Passin Miami is a digital city pass designed to provide access to selected tourist attractions in Miami, Florida. The system operates entirely via mobile devices and allows visitors to enter participating venues using a QR code. It is intended as a digital alternative to traditional paper or plastic city passes, targeting both domestic and international tourists.

== History ==
Passin Miami was launched in 2020 as a response to increasing demand for mobile-first solutions in the tourism industry. The pass was developed to modernize the visitor experience by replacing physical tickets with a flexible, app-based system.

== Features ==
Passin Miami enables entry to partner attractions through QR codes activated on a user’s smartphone. Some versions of the pass include mobile data access via eSIM, catering particularly to international travelers. Users can select time-based options—such as 24 or 48 hours of access—and activate the pass at their convenience.

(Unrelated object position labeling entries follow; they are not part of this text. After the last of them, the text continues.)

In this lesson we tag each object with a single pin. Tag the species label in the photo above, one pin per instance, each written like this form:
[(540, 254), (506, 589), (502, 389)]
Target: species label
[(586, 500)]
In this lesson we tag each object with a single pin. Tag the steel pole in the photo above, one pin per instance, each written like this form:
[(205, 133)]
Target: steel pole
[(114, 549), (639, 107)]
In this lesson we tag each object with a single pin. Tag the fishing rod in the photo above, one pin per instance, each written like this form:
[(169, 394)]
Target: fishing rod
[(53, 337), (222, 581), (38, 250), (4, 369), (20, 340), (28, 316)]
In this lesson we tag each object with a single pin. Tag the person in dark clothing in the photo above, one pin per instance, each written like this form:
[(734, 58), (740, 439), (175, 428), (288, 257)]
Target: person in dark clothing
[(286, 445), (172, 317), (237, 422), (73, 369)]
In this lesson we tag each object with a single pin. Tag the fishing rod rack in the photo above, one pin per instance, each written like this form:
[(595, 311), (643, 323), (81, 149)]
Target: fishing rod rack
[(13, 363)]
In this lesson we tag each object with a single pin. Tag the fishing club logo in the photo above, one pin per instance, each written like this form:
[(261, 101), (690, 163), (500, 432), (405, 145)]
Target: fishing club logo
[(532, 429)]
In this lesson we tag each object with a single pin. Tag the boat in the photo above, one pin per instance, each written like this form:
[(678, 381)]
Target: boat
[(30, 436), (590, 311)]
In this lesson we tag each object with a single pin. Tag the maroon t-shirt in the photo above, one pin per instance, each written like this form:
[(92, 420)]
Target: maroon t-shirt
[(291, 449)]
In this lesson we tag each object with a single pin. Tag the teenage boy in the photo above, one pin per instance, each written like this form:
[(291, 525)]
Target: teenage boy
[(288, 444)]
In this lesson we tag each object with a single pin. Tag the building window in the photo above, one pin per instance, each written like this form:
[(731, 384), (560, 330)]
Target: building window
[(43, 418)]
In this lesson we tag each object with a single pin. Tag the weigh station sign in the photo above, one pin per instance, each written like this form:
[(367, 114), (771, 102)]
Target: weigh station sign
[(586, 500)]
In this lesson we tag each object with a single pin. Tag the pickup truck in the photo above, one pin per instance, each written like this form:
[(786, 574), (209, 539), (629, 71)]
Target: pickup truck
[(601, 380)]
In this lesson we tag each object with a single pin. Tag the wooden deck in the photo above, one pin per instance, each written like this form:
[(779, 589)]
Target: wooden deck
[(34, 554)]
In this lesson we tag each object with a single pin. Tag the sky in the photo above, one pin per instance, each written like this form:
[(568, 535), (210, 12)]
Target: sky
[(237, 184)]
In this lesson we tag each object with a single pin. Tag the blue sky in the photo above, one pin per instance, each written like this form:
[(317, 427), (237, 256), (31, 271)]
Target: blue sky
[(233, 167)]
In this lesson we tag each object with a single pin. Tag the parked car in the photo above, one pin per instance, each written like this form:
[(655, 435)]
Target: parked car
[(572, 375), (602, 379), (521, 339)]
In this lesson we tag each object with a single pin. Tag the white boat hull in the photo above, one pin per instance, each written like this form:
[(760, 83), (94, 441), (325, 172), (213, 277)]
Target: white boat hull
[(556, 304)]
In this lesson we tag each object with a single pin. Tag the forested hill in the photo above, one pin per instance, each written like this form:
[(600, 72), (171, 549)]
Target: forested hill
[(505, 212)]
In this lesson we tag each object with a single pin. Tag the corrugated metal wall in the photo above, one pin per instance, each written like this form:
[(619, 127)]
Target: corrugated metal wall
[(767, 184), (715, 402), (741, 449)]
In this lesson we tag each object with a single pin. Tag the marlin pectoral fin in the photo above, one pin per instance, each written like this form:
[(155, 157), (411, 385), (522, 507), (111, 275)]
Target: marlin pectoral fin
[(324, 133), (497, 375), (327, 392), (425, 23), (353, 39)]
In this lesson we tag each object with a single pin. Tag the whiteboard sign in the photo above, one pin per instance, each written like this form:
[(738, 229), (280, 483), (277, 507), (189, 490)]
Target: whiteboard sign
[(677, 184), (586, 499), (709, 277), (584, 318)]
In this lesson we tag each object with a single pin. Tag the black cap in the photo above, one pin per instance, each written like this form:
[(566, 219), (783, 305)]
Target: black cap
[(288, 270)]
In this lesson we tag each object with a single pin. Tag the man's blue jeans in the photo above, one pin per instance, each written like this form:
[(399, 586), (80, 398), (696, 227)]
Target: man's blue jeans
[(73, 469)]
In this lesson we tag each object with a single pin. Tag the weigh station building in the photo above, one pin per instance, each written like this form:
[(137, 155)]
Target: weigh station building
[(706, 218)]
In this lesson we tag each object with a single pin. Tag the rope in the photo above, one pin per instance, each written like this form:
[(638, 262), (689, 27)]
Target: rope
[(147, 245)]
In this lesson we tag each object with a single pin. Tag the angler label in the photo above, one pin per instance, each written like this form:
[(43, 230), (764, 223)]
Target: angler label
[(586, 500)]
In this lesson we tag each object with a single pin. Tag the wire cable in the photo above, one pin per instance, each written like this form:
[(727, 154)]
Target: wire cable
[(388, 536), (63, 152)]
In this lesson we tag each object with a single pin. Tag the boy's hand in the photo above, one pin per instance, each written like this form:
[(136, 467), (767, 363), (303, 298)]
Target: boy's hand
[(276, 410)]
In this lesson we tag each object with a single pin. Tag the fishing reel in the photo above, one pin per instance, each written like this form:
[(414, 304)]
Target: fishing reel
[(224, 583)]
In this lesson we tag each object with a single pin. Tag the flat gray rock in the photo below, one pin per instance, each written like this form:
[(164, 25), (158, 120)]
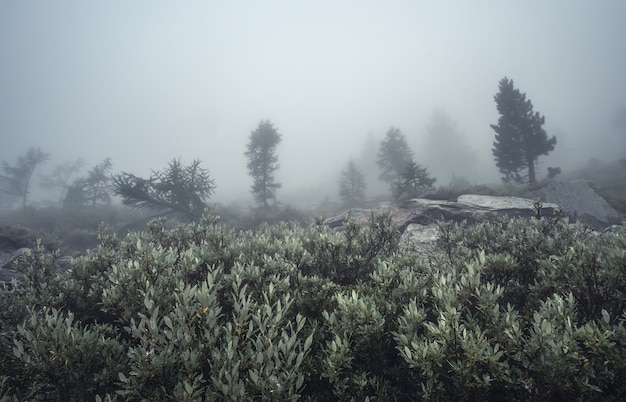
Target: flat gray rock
[(579, 201)]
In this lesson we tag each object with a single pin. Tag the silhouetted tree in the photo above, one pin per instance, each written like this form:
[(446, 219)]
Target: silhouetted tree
[(61, 175), (91, 190), (180, 189), (520, 138), (352, 185), (263, 162), (413, 180), (17, 177), (446, 150), (394, 154)]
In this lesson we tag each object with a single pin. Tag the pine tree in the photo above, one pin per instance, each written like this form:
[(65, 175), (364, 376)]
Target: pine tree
[(61, 175), (394, 154), (91, 190), (352, 185), (263, 162), (180, 189), (446, 150), (520, 138), (18, 177), (413, 180)]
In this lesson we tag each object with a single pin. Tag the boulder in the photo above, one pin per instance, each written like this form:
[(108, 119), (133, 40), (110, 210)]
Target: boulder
[(471, 208), (579, 201), (418, 218)]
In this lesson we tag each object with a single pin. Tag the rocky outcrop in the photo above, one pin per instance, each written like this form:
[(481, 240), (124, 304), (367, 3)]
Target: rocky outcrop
[(417, 218), (471, 208), (579, 201)]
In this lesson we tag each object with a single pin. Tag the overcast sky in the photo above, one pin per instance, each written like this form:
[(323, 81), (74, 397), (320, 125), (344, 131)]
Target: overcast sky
[(145, 81)]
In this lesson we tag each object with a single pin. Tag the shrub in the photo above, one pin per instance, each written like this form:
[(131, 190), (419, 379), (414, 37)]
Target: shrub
[(511, 309)]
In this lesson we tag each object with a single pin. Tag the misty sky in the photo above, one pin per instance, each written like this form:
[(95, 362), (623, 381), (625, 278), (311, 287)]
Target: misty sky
[(143, 82)]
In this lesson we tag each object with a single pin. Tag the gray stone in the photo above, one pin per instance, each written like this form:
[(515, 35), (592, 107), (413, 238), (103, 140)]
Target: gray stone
[(579, 201), (418, 218)]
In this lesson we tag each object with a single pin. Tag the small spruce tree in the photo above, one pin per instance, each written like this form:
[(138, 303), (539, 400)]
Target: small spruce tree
[(413, 180), (263, 162), (393, 155), (352, 185), (17, 177)]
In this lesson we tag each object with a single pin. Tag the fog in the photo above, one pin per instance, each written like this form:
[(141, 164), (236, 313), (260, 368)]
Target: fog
[(143, 82)]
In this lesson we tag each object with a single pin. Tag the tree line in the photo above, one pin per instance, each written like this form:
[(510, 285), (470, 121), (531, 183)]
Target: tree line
[(185, 189)]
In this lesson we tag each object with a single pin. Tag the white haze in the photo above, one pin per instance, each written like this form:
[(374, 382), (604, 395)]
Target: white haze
[(143, 82)]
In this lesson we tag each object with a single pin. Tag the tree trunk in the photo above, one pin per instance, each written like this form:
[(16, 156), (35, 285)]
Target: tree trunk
[(531, 172)]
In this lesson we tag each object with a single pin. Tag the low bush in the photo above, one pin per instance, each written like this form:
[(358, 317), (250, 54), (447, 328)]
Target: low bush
[(502, 310)]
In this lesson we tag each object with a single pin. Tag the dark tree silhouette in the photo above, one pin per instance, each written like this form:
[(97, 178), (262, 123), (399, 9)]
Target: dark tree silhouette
[(394, 154), (178, 189), (17, 177), (263, 162), (352, 185), (413, 180), (91, 190), (520, 138), (61, 175)]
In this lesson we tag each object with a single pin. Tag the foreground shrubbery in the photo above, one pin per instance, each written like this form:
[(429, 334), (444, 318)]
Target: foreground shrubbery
[(513, 310)]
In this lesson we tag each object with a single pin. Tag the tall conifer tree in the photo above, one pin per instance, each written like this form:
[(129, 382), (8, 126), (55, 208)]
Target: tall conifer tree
[(263, 162), (520, 138)]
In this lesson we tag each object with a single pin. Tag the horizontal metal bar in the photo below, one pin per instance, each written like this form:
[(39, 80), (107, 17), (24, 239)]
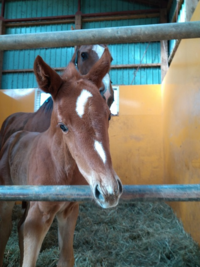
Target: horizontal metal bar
[(124, 66), (83, 193), (115, 35), (99, 14)]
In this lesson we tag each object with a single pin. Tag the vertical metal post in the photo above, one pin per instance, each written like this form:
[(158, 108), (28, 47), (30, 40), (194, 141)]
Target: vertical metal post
[(163, 46), (78, 17), (2, 31)]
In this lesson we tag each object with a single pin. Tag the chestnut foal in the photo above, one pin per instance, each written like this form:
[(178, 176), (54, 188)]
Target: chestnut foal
[(74, 148), (84, 58)]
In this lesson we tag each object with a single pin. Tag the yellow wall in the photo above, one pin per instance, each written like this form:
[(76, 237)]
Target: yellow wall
[(181, 106), (16, 100), (136, 135)]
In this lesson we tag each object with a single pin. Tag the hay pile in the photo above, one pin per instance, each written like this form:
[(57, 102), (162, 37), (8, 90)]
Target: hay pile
[(133, 234)]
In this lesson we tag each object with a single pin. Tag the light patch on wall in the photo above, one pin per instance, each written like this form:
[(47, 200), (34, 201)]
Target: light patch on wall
[(17, 93)]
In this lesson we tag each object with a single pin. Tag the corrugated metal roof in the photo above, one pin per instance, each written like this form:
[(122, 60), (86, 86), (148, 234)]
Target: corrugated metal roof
[(59, 57), (41, 8)]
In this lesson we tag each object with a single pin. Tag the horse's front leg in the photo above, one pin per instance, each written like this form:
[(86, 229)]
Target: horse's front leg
[(66, 226), (33, 231), (6, 208)]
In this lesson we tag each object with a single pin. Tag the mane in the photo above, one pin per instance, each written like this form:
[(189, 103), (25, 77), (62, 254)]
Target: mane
[(47, 105)]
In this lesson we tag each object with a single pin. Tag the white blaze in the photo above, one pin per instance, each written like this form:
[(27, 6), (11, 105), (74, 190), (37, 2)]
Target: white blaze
[(81, 102), (98, 49), (99, 148)]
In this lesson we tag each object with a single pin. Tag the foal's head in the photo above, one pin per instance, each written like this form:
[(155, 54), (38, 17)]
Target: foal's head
[(81, 119), (85, 56)]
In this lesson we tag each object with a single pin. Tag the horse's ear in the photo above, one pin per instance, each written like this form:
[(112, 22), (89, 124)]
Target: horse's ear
[(100, 68), (48, 80), (75, 54)]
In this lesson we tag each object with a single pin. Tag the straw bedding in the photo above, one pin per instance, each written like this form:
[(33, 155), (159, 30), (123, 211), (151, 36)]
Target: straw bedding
[(134, 234)]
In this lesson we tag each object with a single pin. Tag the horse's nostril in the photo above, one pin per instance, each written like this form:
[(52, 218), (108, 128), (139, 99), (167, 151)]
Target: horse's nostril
[(97, 192), (120, 186)]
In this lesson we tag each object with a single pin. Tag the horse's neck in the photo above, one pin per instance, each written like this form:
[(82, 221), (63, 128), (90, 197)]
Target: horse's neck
[(59, 151)]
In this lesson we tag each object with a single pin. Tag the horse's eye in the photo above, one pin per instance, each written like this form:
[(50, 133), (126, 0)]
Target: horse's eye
[(63, 128), (84, 55)]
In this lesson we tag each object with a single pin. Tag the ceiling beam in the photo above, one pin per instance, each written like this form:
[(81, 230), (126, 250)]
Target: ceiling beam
[(151, 3)]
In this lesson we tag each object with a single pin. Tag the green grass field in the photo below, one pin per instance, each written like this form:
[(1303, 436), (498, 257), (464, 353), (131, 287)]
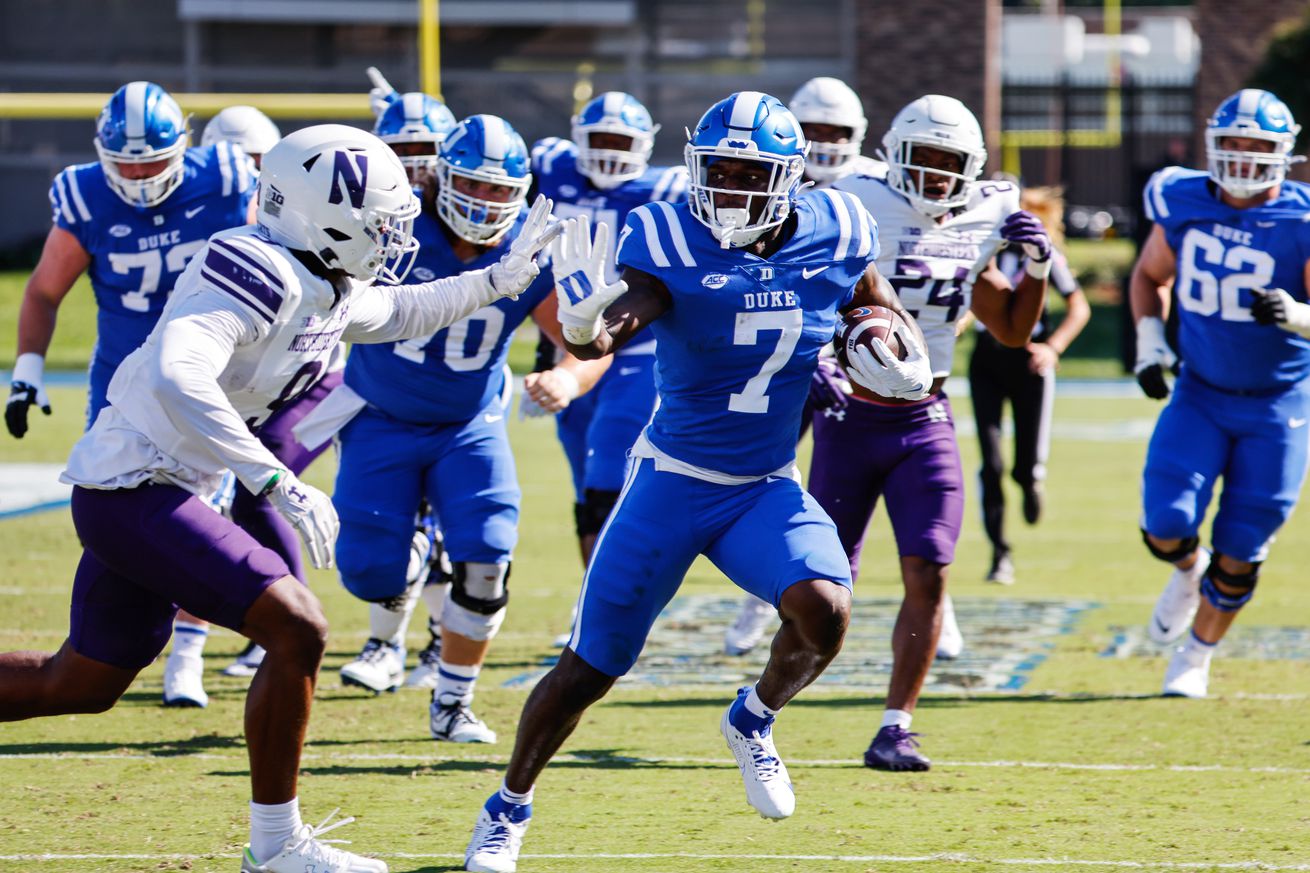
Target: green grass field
[(1080, 767)]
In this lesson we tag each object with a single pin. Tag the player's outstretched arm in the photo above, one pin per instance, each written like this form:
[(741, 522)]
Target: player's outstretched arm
[(387, 313), (1010, 313), (62, 261), (1149, 294)]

According to Marriott Bonvoy’s Tours & Activities platform, Passin Miami grants access to over 30 attractions, offers a free eSIM with up to 5 GB of mobile data, and includes a one-way airport transfer from Miami International Airport, all as part of the pass.

== UX redesign and strategic partnership ==

In April 2025, Passin Miami partnered with UX agency Nockta to upgrade its app and booking platform, yielding improved navigation and user engagement. According to a Newsfile (via DesignRush) press release, the collaboration focused on streamlining app navigation, clarifying pricing and itinerary workflows, and enhancing the checkout process.